One aspect of the settlement remained unresolved, however: a provision called the “reopener for unknown injury.” This provision allowed both governments to seek up to an additional USD 100 million if they found substantial losses or declines in wildlife populations or habitats that could not have been anticipated at the time of the settlement.
Beach surveys conducted in 2001 by the US National Oceanic and Atmospheric Administration (NOAA) revealed the presence of patches of oil from the Exxon Valdez spill in subsurface sediments and on rocks in the spill area. Further surveys conducted in 2003 determined that the oil was degrading at a slower rate than the government had anticipated, and that it was still a threat to species that dug into the sediments in search of food. This spilled oil was identified as a likely factor in the limited recovery of two species, sea otters and harlequin ducks.
Based on its findings from the NOAA beach surveys, the governments requested a USD 92 million payment from ExxonMobil in August 2006, 1 month before the court-mandated deadline to file for additional damages. While the litigation to recover that money proceeded, the Exxon Valdez Oil Spill Trustee Council commenced with its Habitat Restoration Plan, funding monthly scientific studies to determine why the oil had not yet degraded and what could be done to make it nontoxic.
By 2013, the council had determined that the populations of harlequin ducks and sea otters had recovered to pre-spill levels and were no longer more exposed to oil than populations outside of the spill area.
If more work is needed, the council has approximately USD 200 million remaining from the 1991 civil settlement with the company. NOAA has plans to continue monitoring the oil sites and assist the council in determining the measures needed to further restore the Alaskan coastline.
The Exxon Valdez spill was one of the largest spills ever along the US coast. It led to significant institutional and regulatory changes, including the Oil Pollution Act of 1990 and the creation of NOAA’s Damage Assessment Remediation and Restoration Program.

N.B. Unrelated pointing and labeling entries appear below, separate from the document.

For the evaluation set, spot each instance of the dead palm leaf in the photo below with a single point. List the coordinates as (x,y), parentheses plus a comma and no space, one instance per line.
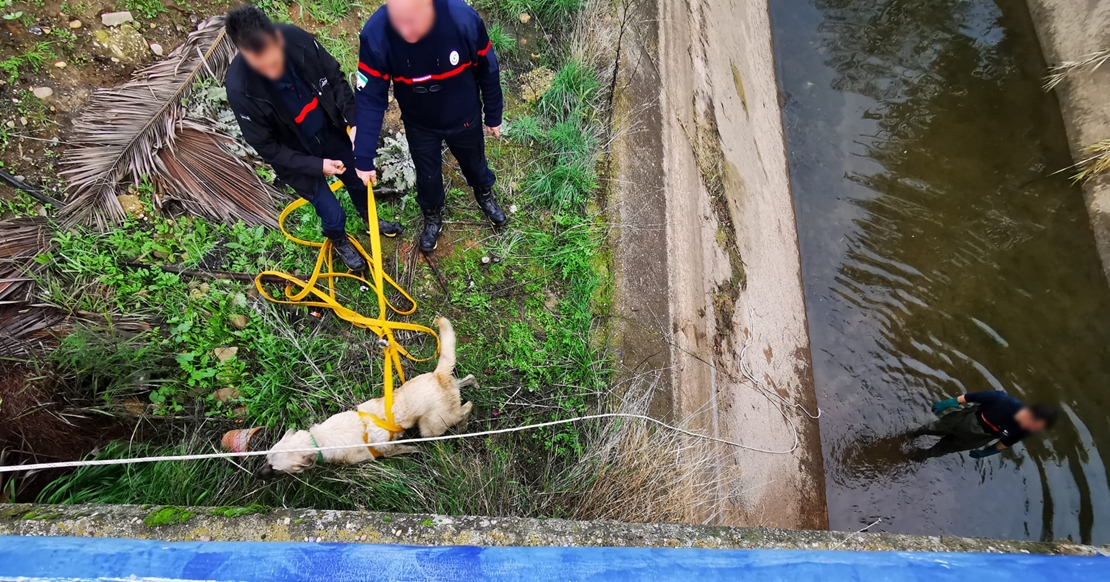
(124,130)
(21,240)
(1091,61)
(211,181)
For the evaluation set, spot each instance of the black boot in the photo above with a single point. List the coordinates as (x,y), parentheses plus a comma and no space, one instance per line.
(349,254)
(433,226)
(390,229)
(484,196)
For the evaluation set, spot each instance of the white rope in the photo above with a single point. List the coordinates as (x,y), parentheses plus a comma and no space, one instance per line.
(101,462)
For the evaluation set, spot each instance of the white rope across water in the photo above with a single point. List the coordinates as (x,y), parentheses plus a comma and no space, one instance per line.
(102,462)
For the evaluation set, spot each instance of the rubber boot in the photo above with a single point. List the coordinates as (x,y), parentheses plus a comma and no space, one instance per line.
(349,254)
(433,226)
(486,202)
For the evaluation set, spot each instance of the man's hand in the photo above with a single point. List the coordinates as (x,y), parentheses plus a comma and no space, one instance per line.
(333,168)
(367,178)
(939,408)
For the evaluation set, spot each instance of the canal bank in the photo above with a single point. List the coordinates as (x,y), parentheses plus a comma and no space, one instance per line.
(1069,30)
(939,257)
(708,286)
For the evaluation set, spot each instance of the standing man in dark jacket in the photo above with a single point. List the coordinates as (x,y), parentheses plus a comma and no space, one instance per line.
(444,73)
(991,421)
(294,107)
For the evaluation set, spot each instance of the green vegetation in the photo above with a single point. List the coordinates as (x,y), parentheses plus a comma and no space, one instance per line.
(169,515)
(330,11)
(148,9)
(502,42)
(528,303)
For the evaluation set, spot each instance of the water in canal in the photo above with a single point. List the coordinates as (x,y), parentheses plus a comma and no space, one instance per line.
(937,259)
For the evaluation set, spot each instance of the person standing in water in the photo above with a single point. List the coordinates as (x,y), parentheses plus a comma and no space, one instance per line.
(989,422)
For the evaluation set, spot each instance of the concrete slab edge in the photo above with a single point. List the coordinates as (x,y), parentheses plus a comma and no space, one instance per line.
(165,523)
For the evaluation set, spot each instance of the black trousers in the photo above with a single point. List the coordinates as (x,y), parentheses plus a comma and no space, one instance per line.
(332,217)
(466,143)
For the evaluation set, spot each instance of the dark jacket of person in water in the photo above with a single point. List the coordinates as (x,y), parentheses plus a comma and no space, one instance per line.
(989,422)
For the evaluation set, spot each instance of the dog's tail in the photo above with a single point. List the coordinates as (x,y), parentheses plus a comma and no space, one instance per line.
(445,369)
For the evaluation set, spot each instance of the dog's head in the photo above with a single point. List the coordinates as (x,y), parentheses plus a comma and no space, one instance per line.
(281,459)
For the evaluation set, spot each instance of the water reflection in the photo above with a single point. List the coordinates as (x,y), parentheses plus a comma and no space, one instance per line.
(938,259)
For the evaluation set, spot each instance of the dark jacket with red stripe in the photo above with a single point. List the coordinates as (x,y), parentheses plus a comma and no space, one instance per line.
(265,120)
(441,82)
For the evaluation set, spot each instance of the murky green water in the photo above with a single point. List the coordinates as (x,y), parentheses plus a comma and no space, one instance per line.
(938,259)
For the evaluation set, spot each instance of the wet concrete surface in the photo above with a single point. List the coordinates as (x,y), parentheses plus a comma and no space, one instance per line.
(938,258)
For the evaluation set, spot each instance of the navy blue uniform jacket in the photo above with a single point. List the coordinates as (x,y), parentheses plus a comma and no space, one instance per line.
(441,82)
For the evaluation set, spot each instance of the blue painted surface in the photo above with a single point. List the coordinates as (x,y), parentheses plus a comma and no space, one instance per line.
(108,559)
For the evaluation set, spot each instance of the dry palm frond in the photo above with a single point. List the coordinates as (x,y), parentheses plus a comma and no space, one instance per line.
(20,241)
(1096,163)
(1092,61)
(28,329)
(209,180)
(122,130)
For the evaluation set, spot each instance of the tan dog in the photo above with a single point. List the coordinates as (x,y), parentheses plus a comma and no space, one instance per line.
(430,401)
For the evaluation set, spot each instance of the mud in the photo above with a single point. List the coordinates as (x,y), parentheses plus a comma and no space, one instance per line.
(717,309)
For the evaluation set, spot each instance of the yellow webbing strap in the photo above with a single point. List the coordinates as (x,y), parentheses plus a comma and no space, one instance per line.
(306,293)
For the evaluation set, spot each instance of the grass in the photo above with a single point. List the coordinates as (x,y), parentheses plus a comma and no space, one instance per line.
(530,304)
(502,42)
(330,11)
(148,9)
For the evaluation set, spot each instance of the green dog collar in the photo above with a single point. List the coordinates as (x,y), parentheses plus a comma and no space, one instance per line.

The Oil Pollution Act required the gradual phasing out of single-hulled tankers in US waters. As of 1 January 2015, all tankers entering US ports and harbors require a double-hulled design.
Alan Mearns, a senior staff scientist at the US National Ocean Service’s Office of Response and Restoration, said the double-hulled tanker requirement has had a significant impact on safety in the industry.
“We’ve had several instances of what could have been another Exxon Valdez, where a large tanker runs aground and hits something. But no oil spilled because the accident didn’t cause penetration into the second hull where the tanks are,” Mearns said.